Ma butts in. “Dad, this is Jack.”

He shakes his head.

But I am Jack, was he expecting a different one?

He’s looking at the table, he’s all sweaty on his face. “No offense.”

“What do you mean, ‘no offense’?” Ma’s talking nearly in a shout.

“I can’t be in the same room. It makes me shudder.”

“There’s no it. He’s a boy. He’s five years old,” she roars.

“I’m saying it wrong, I’m—it’s the jet lag. I’ll call you later from the hotel, OK?” The man who’s Grandpa is gone past me without looking, he’s nearly at the door.

There’s a crash, Ma’s banged the table with her hand. “It’s not OK.”

“OK, OK.”

“Sit down, Dad.”

He doesn’t move.

“He’s the world to me,” she says.

Her Dad? No, I think the he is me.

“Of course, it’s only natural.” The Grandpa man wipes the skin under his eyes. “But all I can think of is that beast and what he —”
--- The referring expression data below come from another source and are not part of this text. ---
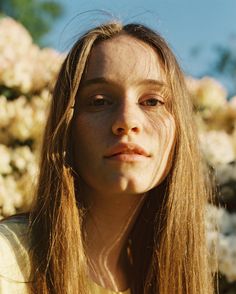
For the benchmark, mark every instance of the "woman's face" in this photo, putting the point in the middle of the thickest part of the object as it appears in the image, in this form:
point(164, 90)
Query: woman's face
point(123, 133)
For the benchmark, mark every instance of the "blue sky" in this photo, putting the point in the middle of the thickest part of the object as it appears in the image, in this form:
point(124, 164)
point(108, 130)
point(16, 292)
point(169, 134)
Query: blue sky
point(186, 24)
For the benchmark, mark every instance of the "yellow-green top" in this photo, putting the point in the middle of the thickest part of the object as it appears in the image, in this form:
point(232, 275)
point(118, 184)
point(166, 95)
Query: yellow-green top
point(15, 261)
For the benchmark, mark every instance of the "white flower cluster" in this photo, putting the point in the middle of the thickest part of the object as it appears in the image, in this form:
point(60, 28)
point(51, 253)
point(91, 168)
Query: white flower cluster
point(27, 74)
point(216, 119)
point(221, 237)
point(23, 65)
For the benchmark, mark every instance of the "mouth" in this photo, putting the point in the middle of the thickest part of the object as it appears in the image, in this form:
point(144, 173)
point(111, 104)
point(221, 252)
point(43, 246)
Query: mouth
point(127, 152)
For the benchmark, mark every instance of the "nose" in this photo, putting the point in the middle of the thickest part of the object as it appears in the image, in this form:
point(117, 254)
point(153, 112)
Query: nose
point(127, 121)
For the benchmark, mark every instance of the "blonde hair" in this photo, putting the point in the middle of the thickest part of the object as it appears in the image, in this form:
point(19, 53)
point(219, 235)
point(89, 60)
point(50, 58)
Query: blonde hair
point(173, 242)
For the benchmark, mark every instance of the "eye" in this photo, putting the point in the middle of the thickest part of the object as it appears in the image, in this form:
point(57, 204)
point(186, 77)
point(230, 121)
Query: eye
point(152, 101)
point(99, 100)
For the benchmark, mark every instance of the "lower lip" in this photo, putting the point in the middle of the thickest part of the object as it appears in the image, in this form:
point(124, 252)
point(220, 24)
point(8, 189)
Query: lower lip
point(127, 157)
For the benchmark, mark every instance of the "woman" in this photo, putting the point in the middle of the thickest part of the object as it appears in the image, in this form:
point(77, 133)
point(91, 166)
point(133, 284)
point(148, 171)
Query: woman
point(121, 194)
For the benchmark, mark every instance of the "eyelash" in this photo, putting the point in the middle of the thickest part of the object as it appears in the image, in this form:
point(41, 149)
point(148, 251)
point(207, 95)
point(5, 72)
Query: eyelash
point(103, 98)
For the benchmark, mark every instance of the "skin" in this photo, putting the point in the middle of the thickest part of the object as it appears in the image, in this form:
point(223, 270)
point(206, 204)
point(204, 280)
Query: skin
point(122, 99)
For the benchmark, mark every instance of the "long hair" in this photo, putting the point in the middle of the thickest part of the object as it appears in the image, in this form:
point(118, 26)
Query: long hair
point(170, 229)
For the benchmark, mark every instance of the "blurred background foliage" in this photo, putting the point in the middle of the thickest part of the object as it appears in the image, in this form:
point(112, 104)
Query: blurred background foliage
point(37, 16)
“Oh, so you’d rather think of me dead and buried?”

He shakes his head again.

“Then live with it,” says Ma. “I’m back—”

“It’s a miracle,” he says.

“I’m back, with Jack. That’s two miracles.”

He puts his hand on the door handle. “Right now, I just can’t —”

“Last chance,” says Ma. “Take a seat.”

Nobody does anything.

Then the grandpa comes back to the table and sits down. Ma points to the chair beside him so I go on it even though I don’t want to be here. I’m looking at my shoes, they’re all crinkly at the edges.

Grandpa takes off his cap, he looks at me. “Pleased to meet you, Jack.”

I don’t know which manners so I say, “You’re welcome.”

Later on Ma and me are in Bed, I’m having some in the dark.

I ask, “Why he didn’t want to see me? Was it another mistake, like the coffin?”

“Kind of.” Ma puffs her breath. “He thinks—he thought I’d be better off without you.”

“Somewhere else?”

“No, if you’d never been born. Imagine.”

I try but I can’t. “Then would you still be Ma?”

“Well, no, I wouldn’t. So it’s a really dumb idea.”

“Is he the real Grandpa?”

“I’m afraid so.”

“Why you’re afraid—”

“I mean, yeah, he’s it.”

“Your Dad from when you were a little girl in the hammock?”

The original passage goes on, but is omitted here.